De Croo appelle à un signal politique clair sur le prix du gaz au prochain sommet européen : " Sinon, ce sera l’échec de l’Europe "

Le sommet européen qui aura lieu à Bruxelles jeudi et vendredi sera, selon le Premier ministre Alexander De Croo, "le plus important depuis longtemps".

Sans percée sur les prix du gaz, le prochain sommet serait
Alexander De Croo attend un signal politique clair © Belga Image

S’il n’aboutit pas à un " signal politique clair que nous avons la volonté de ne plus tolérer les prix élevés du gaz ", ce sera " l’échec de l’Europe ", a-t-il avancé lundi à la Chambre, en comité d’avis fédéral chargé des Questions européennes.

Le libéral était venu y préfacer le prochain sommet des chefs d’État et de gouvernement des 27. L’énergie y sera une nouvelle fois au centre du menu, alors qu’on attend ce mardi la proposition officielle de la Commission autour des mesures d’économies de gaz, des achats communs, de la solidarité intra-UE en matière d’approvisionnement et de la manière de calmer les prix sur le marché de gros (avec à moyen terme la création d’une alternative à l’indice de prix TTF, utilisé actuellement).

" Une intervention temporaire et urgente "

La Belgique ronge son frein depuis de nombreux mois et répète régulièrement qu’il est " minuit cinq ", comme l’exprime Alexander De Croo. " Il doit y avoir une décision de principe de développer une intervention temporaire et urgente sur le prix du gaz sur le marché de gros. Avec suffisamment d’accords clairs sur la sécurité d’approvisionnement et la solidarité, cela doit être possible de finalement franchir cette étape. Notre pays a, dans ce but, affiné ses propositions de mars, et fait une nouvelle proposition avec l’Italie, la Pologne et la Grèce ", indique le Premier ministre.

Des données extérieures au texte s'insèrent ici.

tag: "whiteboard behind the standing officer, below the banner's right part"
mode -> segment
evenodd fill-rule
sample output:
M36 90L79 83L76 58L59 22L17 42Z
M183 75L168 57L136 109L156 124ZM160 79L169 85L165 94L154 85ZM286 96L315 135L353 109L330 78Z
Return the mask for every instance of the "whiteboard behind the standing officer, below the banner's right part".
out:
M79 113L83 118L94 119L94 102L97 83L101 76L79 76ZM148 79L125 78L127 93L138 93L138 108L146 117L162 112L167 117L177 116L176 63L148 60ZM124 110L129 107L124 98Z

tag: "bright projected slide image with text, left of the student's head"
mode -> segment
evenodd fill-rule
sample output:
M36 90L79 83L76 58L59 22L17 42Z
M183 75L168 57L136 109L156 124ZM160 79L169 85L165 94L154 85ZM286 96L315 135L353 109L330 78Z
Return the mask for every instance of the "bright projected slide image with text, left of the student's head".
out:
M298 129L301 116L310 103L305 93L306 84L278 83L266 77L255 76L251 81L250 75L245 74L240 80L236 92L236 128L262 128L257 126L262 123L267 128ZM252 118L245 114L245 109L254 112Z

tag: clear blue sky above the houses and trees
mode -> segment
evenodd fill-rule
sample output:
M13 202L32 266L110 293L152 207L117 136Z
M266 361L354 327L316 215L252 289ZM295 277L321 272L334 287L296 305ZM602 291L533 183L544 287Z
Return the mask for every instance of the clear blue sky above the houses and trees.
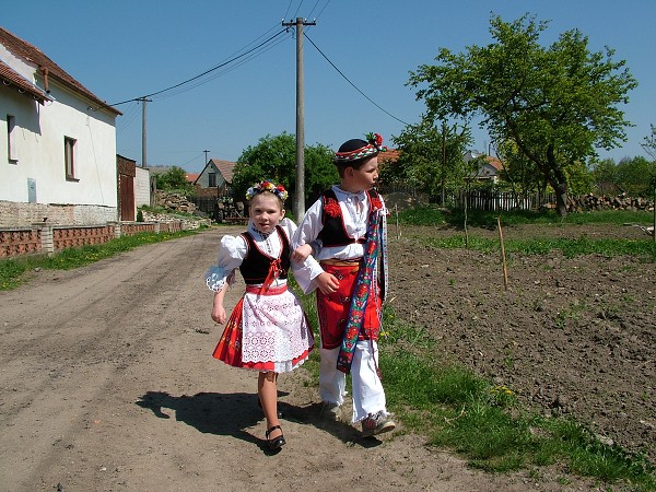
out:
M418 122L425 106L406 86L409 72L432 63L441 47L462 52L490 43L491 13L508 22L525 13L550 21L544 45L578 28L591 50L609 46L616 60L626 60L639 87L623 110L635 126L622 148L599 154L646 156L640 144L656 124L652 0L21 0L4 3L0 25L109 104L243 55L147 105L148 163L199 172L206 150L208 157L236 161L267 134L294 133L296 40L293 32L279 34L283 19L316 20L306 34L351 82L305 40L305 141L336 149L368 131L389 144L406 122ZM267 49L244 55L277 34ZM124 113L117 152L141 163L141 106L117 107ZM472 148L487 150L487 133L475 128L473 137Z

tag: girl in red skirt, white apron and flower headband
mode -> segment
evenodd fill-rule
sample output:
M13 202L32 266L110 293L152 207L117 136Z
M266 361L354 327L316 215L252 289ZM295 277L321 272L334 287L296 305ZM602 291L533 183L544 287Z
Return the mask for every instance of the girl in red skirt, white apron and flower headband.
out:
M314 348L305 313L286 284L290 237L296 230L284 219L286 197L282 185L253 185L246 192L248 231L236 237L223 236L219 260L206 274L209 289L214 291L212 319L220 325L226 321L223 298L237 268L246 282L246 292L233 309L213 356L259 371L258 397L271 449L285 444L278 420L278 374L298 367Z

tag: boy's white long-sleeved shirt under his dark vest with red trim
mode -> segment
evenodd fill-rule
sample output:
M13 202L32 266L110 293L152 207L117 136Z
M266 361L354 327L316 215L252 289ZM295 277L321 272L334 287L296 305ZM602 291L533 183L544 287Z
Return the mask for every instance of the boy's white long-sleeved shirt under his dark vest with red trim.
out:
M337 200L341 207L347 234L355 239L364 237L366 235L371 207L370 201L366 199L366 192L361 191L359 194L351 194L342 190L337 185L332 186L332 190L335 191ZM363 204L363 209L360 211L360 213L356 210L358 201ZM383 202L382 197L380 201ZM325 259L356 259L362 258L364 255L364 244L362 243L352 243L345 246L324 247L320 239L318 239L319 232L321 232L324 229L324 225L321 224L321 210L323 201L319 198L312 204L309 209L307 209L305 216L292 236L292 249L295 249L304 244L311 244L314 250L313 256L309 256L303 265L292 262L294 278L296 279L296 282L298 282L298 285L303 292L306 294L313 292L317 288L314 279L324 272L319 261ZM386 213L384 202L383 213ZM362 221L356 223L356 216L362 218Z

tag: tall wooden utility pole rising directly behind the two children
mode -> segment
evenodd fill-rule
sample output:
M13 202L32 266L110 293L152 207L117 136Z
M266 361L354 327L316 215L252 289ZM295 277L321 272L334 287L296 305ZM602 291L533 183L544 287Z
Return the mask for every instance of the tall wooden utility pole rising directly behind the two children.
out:
M296 17L296 22L282 22L283 27L296 26L296 196L294 218L296 222L305 215L305 103L303 79L303 26L316 25Z

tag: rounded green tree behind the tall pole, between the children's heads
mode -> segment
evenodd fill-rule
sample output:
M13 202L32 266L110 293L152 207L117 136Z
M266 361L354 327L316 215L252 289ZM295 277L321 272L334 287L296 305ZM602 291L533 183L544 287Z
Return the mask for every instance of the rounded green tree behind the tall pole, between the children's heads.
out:
M241 200L254 183L271 179L282 184L290 196L296 191L296 139L282 132L267 134L256 145L249 145L237 159L232 188L235 200ZM326 145L305 147L305 199L314 200L331 184L338 183L332 165L332 152ZM291 200L286 204L291 210Z

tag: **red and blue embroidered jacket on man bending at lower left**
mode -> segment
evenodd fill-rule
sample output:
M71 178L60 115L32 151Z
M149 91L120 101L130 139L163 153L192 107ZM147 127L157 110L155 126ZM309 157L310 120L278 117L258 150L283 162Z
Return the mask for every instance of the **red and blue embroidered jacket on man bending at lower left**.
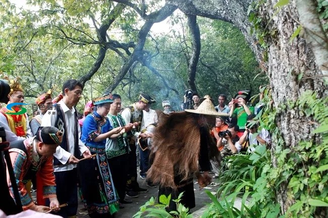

On retrouve dans cette proposition portée par Tinne Van der Straeten, ministre de l’Énergie, les mêmes principes avancés par la Belgique depuis des semaines: un " corridor de prix " dynamique (une fourchette fluctuante) imposé à toutes les transactions sur tout type de gaz naturel sur le marché de gros, suffisamment flexible pour éviter que les fournisseurs ne tournent le dos à l’Europe. Ce corridor " n’a pas pour but de compresser les prix jusqu’à un niveau artificiellement bas ", peut-on lire dans la proposition: l’approvisionnement doit pouvoir se poursuivre, et l’incitant à limiter la consommation doit être maintenu.

L’Allemagne et les Pays-Bas réticents

D’ailleurs, ce " price cap " devrait s’accompagner de nouvelles obligations d’économies au niveau de la consommation. La proposition des quatre pays précise aussi que tout projet doit prévoir de manière différenciée trois scénarios: celui d’un approvisionnement suffisant (pas de pénurie, le marché peut fonctionner avec le corridor de prix), une pénurie potentielle (des compensations ou dérogations marginales pourraient être allouées aux importateurs), et la pénurie (différentes solutions sont envisagées).  La Commission européenne a déjà expliqué la semaine dernière les principaux axes de sa proposition à venir.

Alors que l’Allemagne et les Pays-Bas restent réticents à envisager un plafonnement général des prix de gros du gaz, l’exécutif européen a récemment ouvert la porte à cette idée, ou en tout cas à un mécanisme temporaire de plafonnement en attendant de réformer les références de prix sur le marché. Un projet circulant lundi comprend un " corridor de prix " dynamique qui entrerait en vigueur en cas de prix " extrêmes ", " corrigeant " l’indice TTF en cas de fluctuation trop importante.